Как только князь Андрей оставил свои ежедневные занятия, в особенности как только он вступил в прежние условия жизни, в которых он был еще тогда, когда он был счастлив, тоска жизни охватила его с прежней силой, и он спешил поскорее уйти от этих воспоминаний и найти поскорее какое нибудь дело.
– Ты решительно едешь, Andre? – сказала ему сестра.
– Слава богу, что могу ехать, – сказал князь Андрей, – очень жалею, что ты не можешь.
– Зачем ты это говоришь! – сказала княжна Марья. – Зачем ты это говоришь теперь, когда ты едешь на эту страшную войну и он так стар! M lle Bourienne говорила, что он спрашивал про тебя… – Как только она начала говорить об этом, губы ее задрожали и слезы закапали. Князь Андрей отвернулся от нее и стал ходить по комнате.
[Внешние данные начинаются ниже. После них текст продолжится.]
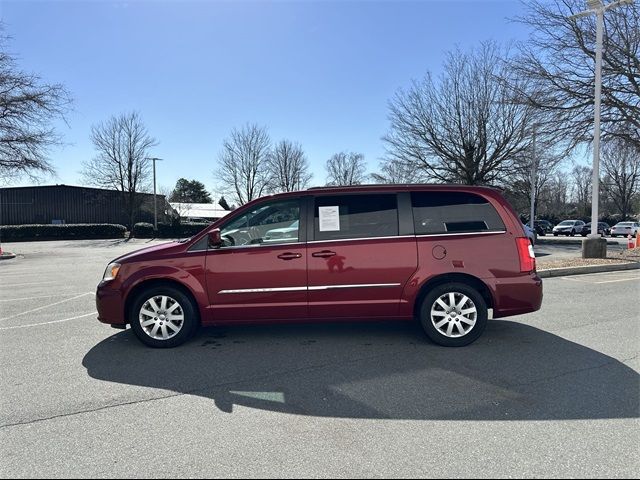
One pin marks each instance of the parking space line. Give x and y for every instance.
(39, 296)
(49, 323)
(619, 280)
(47, 306)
– Ах, боже мой! Боже мой! – сказал он. – И как подумаешь, что и кто – какое ничтожество может быть причиной несчастья людей! – сказал он со злобою, испугавшею княжну Марью.
Она поняла, что, говоря про людей, которых он называл ничтожеством, он разумел не только m lle Bourienne, делавшую его несчастие, но и того человека, который погубил его счастие.
– Andre, об одном я прошу, я умоляю тебя, – сказала она, дотрогиваясь до его локтя и сияющими сквозь слезы глазами глядя на него. – Я понимаю тебя (княжна Марья опустила глаза). Не думай, что горе сделали люди. Люди – орудие его. – Она взглянула немного повыше головы князя Андрея тем уверенным, привычным взглядом, с которым смотрят на знакомое место портрета. – Горе послано им, а не людьми. Люди – его орудия, они не виноваты. Ежели тебе кажется, что кто нибудь виноват перед тобой, забудь это и прости. Мы не имеем права наказывать. И ты поймешь счастье прощать.
– Ежели бы я был женщина, я бы это делал, Marie. Это добродетель женщины. Но мужчина не должен и не может забывать и прощать, – сказал он, и, хотя он до этой минуты не думал о Курагине, вся невымещенная злоба вдруг поднялась в его сердце. «Ежели княжна Марья уже уговаривает меня простить, то, значит, давно мне надо было наказать», – подумал он. И, не отвечая более княжне Марье, он стал думать теперь о той радостной, злобной минуте, когда он встретит Курагина, который (он знал) находится в армии.